Time and Agency in the Care/Work Narratives of Families with Disabilities


Karen Foster, Dalhousie University; Laura Fisher, Dalhousie University

There is a large and well-established field of social scientific research that seeks to measure and make sense of how families balance the many and sometimes conflicting claims on their time, and how these claims, and their attendant responses, feelings, negotiations and strategies are gendered. Over time, the field has grown more sensitive to the diversity of families we can try to understand, and the complexity of how households divide up the work that keeps them running. Researchers have showed, for instance, that “time is not time is not time” (Doucet, 2022)--problematizing simplistic time-use calculations–and that gender differences in household and care work are not always the same as gender inequalities (Doucet, 1995). In this paper, we seek to add to this still-expanding field by contemplating how to make space for the positive and negative implications of disability–children’s and parents’--in our analysis of parents’ care/work narratives, with additional attention to how their care/work relations, and the control they have over them, may change and vary over time at multiple scales -- within a day, but also the life course (Elder, 1994).
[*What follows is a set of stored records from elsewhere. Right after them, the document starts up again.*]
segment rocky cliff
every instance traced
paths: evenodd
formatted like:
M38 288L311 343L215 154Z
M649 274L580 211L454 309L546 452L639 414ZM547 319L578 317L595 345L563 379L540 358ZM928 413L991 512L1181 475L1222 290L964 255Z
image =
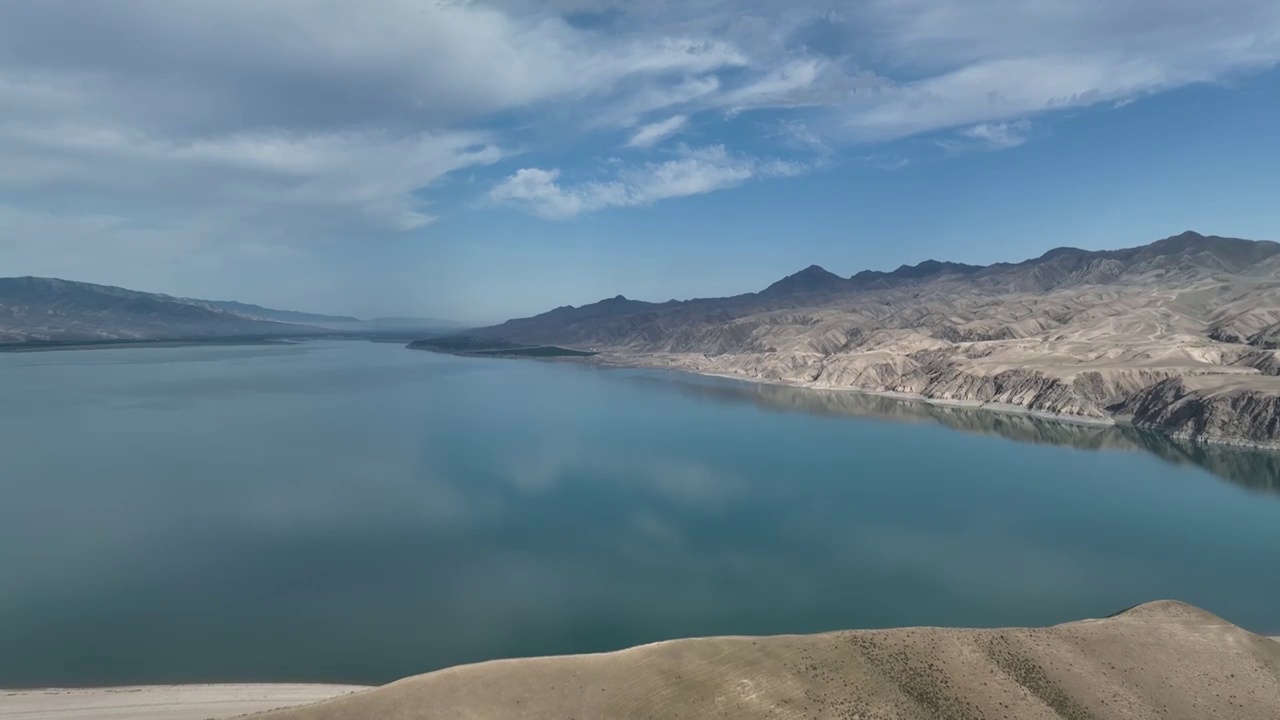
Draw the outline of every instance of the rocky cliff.
M1196 383L1201 387L1189 386ZM1111 409L1135 425L1183 440L1274 445L1280 438L1280 395L1203 378L1163 380Z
Like a growing number of researchers (Hanisch, 2013; Thomas, 2022), we seek to carve a space between the ‘deficit narrative’ approach that focuses attention on all the ways in which disability limits parents’ and children’s agency and flourishing, and a naive approach that ignores their challenges. Our more specific objectives are to explore the relationships between temporality (at multiple scales) and agency in disabled families’ stories, to help us understand care/work experiences in families with disabilities, and to point to helpful interventions or supports. To that end, we draw on 17 interviews from a larger Canadian cross-national project that includes a national survey (with almost 5000 participants) and a follow-up qualitative research project with selected participants from the survey (with 88 households and 155 participants) on gender divisions and relations between unpaid work and paid work in diverse families. Data collection utilized the Care/Work Portrait (Doucet and Klostermann, 2023), a visual participatory method for exploring how individuals and couples navigate and negotiate all the work that goes into running a household. Data analysis Team-based data analysis work used an adapted version of the Listening Guide approach to narrative analysis.